My feet are cold, my hands are cold, my nose is cold; but right now, my brain is cooking something. I press my face into the pillow and will it away. My brain is sometimes like a rogue Rubik’s cube. It twists until it finds a pattern. I can figure out any movie, any book within five minutes of starting it. It’s almost painful. I wait for it to pass, the twisting. My mind can see the picture that Isaac has been looking for. While he, no doubt, paces the kitchen, I get up and sit on the floor in front of my dwindling fire. The wood is hard against my legs, but wood absorbs heat and I’d rather be warm and uncomfortable than cold and cushioned.
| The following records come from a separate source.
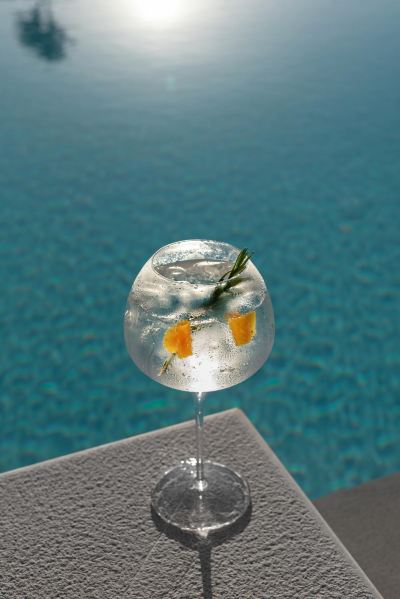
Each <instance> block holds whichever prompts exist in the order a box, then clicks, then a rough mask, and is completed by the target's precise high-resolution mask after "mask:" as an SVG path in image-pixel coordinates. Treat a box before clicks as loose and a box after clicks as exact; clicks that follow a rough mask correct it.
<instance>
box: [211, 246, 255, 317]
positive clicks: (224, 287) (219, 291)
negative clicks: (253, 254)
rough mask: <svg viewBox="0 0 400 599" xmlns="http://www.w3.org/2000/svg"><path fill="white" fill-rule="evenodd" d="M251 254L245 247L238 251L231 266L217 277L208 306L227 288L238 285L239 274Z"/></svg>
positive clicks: (225, 289) (223, 291) (226, 289)
mask: <svg viewBox="0 0 400 599" xmlns="http://www.w3.org/2000/svg"><path fill="white" fill-rule="evenodd" d="M251 256H252V254H250V253H249V251H248V249H247V248H244V249H243V250H241V251H240V252H239V254H238V256H237V258H236V260H235V263H234V265H233V266H232V268H231V269H230V270H228V271H227V272H226V273H224V274H223V275H222V277H221V278H220V279H219V281H218V283H217V286H216V287H215V289H214V291H213V292H212V294H211V297H210V299H209V300H208V302H207V305H208V306H212V305H213V304H215V302H216V301H217V300H218V298H219V297H220V295H222V293H224V292H225V291H228V289H231V288H232V287H234V286H235V285H238V284H239V283H241V282H242V279H241V278H240V277H239V275H241V274H242V272H243V271H244V269H245V268H246V265H247V263H248V261H249V260H250V258H251Z"/></svg>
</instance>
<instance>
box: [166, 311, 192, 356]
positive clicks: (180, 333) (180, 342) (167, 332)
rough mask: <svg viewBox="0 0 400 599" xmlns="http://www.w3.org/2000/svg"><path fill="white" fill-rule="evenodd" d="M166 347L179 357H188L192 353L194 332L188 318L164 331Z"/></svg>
mask: <svg viewBox="0 0 400 599" xmlns="http://www.w3.org/2000/svg"><path fill="white" fill-rule="evenodd" d="M163 346H164V348H165V349H166V350H167V351H168V352H170V353H171V354H176V355H177V356H178V358H187V357H189V356H191V355H192V353H193V352H192V332H191V330H190V322H189V321H188V320H180V321H179V322H178V323H177V324H176V325H174V326H173V327H171V328H169V329H168V330H167V331H165V333H164V339H163Z"/></svg>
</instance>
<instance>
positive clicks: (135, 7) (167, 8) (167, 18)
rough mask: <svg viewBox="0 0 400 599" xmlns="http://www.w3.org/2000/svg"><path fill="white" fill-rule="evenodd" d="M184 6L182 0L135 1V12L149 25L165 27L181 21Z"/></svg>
mask: <svg viewBox="0 0 400 599" xmlns="http://www.w3.org/2000/svg"><path fill="white" fill-rule="evenodd" d="M185 5H186V6H187V4H186V3H185V2H184V1H183V0H136V1H135V9H136V10H135V12H136V13H137V14H138V16H139V17H140V18H141V19H142V20H143V21H144V22H146V23H147V24H149V25H154V26H156V27H167V26H170V25H174V24H176V23H177V22H179V21H181V20H182V18H183V17H184V13H185V12H186V11H185Z"/></svg>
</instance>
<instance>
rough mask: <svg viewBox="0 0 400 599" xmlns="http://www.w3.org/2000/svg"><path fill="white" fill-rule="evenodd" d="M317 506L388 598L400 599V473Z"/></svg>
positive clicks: (373, 580) (373, 481)
mask: <svg viewBox="0 0 400 599" xmlns="http://www.w3.org/2000/svg"><path fill="white" fill-rule="evenodd" d="M315 505H316V506H317V508H318V510H319V511H320V512H321V514H322V515H323V516H324V518H325V519H326V520H327V522H328V523H329V525H330V526H331V527H332V529H333V530H334V531H335V533H336V534H337V535H338V537H339V538H340V539H341V541H342V542H343V543H344V545H345V546H346V547H347V549H348V550H349V551H350V553H351V554H352V555H353V556H354V558H355V559H356V560H357V562H358V563H359V564H360V566H361V567H362V568H363V570H364V571H365V572H366V573H367V575H368V577H369V578H370V579H371V580H372V582H373V583H374V584H375V585H376V587H377V588H378V589H379V590H380V592H381V593H382V595H383V596H384V597H385V599H399V597H400V474H393V475H391V476H385V477H384V478H379V479H377V480H373V481H371V482H368V483H366V484H364V485H360V486H359V487H355V488H353V489H348V490H344V491H337V492H336V493H331V494H330V495H327V496H326V497H322V498H321V499H318V500H317V501H316V502H315Z"/></svg>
I’m trying to distract my thoughts, but they are persistent. Senna! Senna! Senna! My thoughts sound like Yul Brynner. Not girl voice, not my voice, Yul Brynner’s voice. Specifically in The Ten Commandments.

“Shut up, Yul,” I whisper.

But, he doesn’t shut up. And no wonder I didn’t see it before. The truth is more twisted than I am. If I am right, we will be home soon; Isaac with his family, me with mine. I giggle. If I am right, the door will open and we can walk to a place where there is help. All of this will be over. And it’s a good thing, too, we are down to a dozen logs. When my toes are thawed, I stand and head downstairs so that I can tell him.
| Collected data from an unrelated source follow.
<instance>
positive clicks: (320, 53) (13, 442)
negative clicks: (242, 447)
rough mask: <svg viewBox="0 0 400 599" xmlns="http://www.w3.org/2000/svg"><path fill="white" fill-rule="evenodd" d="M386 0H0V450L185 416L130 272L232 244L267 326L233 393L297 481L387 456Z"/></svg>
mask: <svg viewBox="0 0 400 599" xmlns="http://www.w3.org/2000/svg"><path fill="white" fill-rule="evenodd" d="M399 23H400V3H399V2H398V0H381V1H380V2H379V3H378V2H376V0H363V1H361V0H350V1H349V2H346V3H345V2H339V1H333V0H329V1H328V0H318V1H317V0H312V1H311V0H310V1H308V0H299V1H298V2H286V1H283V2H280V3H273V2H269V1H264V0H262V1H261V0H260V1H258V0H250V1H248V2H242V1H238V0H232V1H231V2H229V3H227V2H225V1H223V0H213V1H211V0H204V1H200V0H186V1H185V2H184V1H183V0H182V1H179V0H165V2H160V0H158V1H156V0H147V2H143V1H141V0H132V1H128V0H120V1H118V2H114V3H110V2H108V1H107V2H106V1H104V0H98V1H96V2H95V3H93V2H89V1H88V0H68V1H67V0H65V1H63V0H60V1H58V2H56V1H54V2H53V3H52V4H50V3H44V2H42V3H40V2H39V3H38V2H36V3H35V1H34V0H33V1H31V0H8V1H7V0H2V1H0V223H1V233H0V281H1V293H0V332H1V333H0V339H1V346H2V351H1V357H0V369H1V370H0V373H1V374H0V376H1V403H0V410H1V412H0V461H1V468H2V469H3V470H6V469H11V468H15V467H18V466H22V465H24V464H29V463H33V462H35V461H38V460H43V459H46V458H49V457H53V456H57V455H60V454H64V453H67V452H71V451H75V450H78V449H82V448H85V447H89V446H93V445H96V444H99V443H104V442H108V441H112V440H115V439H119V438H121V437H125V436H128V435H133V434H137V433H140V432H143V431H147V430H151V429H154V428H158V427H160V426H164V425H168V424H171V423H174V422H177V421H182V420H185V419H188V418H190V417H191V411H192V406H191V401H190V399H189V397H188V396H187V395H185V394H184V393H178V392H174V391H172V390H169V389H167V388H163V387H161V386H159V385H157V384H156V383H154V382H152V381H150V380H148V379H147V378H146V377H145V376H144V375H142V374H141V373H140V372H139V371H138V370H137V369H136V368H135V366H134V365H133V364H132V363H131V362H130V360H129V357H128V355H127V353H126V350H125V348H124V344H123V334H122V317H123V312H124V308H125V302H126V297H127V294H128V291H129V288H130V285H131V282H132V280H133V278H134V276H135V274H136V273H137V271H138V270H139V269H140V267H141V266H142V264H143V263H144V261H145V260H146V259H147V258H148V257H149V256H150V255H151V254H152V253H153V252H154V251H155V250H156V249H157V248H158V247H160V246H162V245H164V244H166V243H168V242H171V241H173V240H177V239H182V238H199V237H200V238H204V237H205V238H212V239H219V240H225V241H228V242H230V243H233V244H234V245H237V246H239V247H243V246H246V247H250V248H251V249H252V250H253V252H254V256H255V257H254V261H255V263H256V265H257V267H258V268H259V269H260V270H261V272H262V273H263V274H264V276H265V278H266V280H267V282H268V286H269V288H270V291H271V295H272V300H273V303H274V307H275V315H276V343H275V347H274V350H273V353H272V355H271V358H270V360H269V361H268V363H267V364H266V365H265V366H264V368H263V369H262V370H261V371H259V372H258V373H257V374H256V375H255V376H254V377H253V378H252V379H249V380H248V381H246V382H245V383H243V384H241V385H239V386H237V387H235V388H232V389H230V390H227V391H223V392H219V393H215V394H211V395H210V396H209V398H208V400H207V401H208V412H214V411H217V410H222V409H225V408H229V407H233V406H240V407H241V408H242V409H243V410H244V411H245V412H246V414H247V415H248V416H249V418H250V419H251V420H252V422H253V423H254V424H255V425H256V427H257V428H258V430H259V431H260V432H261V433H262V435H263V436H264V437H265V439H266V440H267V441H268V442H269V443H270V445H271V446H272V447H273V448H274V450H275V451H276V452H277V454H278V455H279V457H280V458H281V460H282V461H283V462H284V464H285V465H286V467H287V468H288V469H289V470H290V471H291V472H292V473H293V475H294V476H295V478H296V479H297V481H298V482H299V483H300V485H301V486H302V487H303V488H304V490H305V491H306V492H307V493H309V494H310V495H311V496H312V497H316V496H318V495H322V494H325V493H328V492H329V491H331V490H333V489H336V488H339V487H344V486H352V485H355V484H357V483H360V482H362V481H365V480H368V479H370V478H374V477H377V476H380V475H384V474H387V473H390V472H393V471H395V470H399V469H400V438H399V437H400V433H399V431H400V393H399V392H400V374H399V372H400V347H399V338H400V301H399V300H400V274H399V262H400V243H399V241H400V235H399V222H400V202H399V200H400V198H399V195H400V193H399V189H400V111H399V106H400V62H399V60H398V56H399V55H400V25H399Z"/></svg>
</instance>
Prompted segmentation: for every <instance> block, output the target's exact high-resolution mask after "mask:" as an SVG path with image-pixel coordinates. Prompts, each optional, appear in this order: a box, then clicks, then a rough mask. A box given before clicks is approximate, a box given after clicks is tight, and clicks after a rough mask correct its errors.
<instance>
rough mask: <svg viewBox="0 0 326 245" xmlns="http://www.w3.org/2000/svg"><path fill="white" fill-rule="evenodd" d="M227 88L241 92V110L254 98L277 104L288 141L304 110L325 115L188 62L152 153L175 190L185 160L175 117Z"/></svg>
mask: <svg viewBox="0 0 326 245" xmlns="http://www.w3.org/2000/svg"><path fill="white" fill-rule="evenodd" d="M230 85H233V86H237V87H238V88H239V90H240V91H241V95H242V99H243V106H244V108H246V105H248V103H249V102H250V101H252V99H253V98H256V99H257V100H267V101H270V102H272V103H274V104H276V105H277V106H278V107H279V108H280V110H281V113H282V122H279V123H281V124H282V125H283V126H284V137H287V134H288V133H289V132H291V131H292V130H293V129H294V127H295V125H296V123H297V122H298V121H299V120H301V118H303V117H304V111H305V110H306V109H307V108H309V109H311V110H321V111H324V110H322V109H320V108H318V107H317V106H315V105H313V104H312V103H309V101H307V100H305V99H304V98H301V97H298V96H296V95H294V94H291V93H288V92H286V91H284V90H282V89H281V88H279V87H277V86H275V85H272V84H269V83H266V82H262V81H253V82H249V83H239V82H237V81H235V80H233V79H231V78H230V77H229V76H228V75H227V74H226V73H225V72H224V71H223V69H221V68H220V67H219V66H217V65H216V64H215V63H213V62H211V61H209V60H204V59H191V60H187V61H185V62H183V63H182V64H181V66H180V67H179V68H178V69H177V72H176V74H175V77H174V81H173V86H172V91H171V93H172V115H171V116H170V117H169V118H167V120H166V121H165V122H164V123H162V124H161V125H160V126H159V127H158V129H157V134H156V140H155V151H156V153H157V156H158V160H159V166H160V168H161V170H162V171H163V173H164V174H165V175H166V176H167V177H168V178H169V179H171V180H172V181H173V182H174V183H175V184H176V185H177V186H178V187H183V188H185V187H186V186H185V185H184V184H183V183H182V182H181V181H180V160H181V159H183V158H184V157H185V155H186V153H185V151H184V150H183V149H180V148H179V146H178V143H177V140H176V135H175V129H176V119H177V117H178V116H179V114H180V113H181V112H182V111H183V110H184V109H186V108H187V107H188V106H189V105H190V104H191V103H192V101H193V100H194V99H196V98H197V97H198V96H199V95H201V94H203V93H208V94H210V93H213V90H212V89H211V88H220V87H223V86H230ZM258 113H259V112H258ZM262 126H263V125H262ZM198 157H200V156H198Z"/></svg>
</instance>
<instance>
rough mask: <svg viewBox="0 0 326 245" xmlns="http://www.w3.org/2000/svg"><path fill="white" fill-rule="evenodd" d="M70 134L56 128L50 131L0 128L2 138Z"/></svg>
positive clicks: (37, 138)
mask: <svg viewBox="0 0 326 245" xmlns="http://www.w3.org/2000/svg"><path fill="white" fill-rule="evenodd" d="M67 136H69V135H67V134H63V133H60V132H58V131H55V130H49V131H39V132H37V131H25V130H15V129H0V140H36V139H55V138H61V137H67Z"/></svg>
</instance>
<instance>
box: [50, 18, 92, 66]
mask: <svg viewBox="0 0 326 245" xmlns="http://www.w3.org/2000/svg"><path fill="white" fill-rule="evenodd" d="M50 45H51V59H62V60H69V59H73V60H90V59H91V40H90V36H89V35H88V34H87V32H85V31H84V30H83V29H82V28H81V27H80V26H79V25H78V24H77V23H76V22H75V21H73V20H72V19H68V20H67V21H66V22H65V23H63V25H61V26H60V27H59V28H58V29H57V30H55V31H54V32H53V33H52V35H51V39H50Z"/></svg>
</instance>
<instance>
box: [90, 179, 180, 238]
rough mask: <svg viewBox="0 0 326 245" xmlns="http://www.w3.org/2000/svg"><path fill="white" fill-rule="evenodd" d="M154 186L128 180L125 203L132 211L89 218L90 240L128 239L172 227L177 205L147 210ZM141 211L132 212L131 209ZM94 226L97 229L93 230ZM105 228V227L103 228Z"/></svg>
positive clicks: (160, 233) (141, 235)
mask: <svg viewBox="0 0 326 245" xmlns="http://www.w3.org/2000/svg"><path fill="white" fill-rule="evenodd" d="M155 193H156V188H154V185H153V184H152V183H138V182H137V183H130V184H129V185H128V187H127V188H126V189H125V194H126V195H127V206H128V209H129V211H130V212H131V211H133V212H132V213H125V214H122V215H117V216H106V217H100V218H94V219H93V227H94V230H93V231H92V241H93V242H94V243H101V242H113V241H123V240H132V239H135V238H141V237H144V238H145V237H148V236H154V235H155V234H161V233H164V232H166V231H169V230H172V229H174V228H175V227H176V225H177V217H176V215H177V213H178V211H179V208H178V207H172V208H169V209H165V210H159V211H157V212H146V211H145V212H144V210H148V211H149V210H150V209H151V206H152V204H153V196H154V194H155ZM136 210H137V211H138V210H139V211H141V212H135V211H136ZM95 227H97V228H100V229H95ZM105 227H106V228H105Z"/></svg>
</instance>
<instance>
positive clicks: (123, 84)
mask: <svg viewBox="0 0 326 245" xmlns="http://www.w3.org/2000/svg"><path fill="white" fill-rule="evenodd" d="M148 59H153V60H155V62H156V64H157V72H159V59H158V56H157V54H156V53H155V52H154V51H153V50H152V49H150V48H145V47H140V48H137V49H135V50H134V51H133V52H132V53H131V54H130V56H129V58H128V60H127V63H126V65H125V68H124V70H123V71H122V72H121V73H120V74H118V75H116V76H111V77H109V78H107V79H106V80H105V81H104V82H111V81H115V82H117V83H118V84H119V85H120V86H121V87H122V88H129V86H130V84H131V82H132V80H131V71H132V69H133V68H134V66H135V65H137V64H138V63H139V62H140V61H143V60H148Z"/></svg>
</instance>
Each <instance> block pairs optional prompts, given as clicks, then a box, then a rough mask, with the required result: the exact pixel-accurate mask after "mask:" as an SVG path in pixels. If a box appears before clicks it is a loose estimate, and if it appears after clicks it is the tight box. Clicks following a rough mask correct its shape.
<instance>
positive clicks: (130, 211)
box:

He’s not in the kitchen. I stand for a moment at the sink where I usually find him looking out the window. The faucet has a drip. I watch it for a minute before turning away. The whiskey we were drinking a few nights ago is still on the counter. I screw off the cap and take a swig straight from the bottle. The lip feels warm. I wonder if Isaac was in here doing the same thing. I flinch, lick my lips and take two more deep sips. I walk boldly up the stairs, swinging my arms as I go. I’ve learned that if you move all of your limbs at once you can chase some of the cold away.

Isaac is in the carousel room. I find him sitting on the floor staring up at one of the horses. This is unusual. It’s typically my spot. I slide down the wall until I am sitting next to him and stretch my legs out in front of me. I am already feeling the effects of the whiskey, which makes this easier. “The carousel day,” I say. “Let’s talk about it.”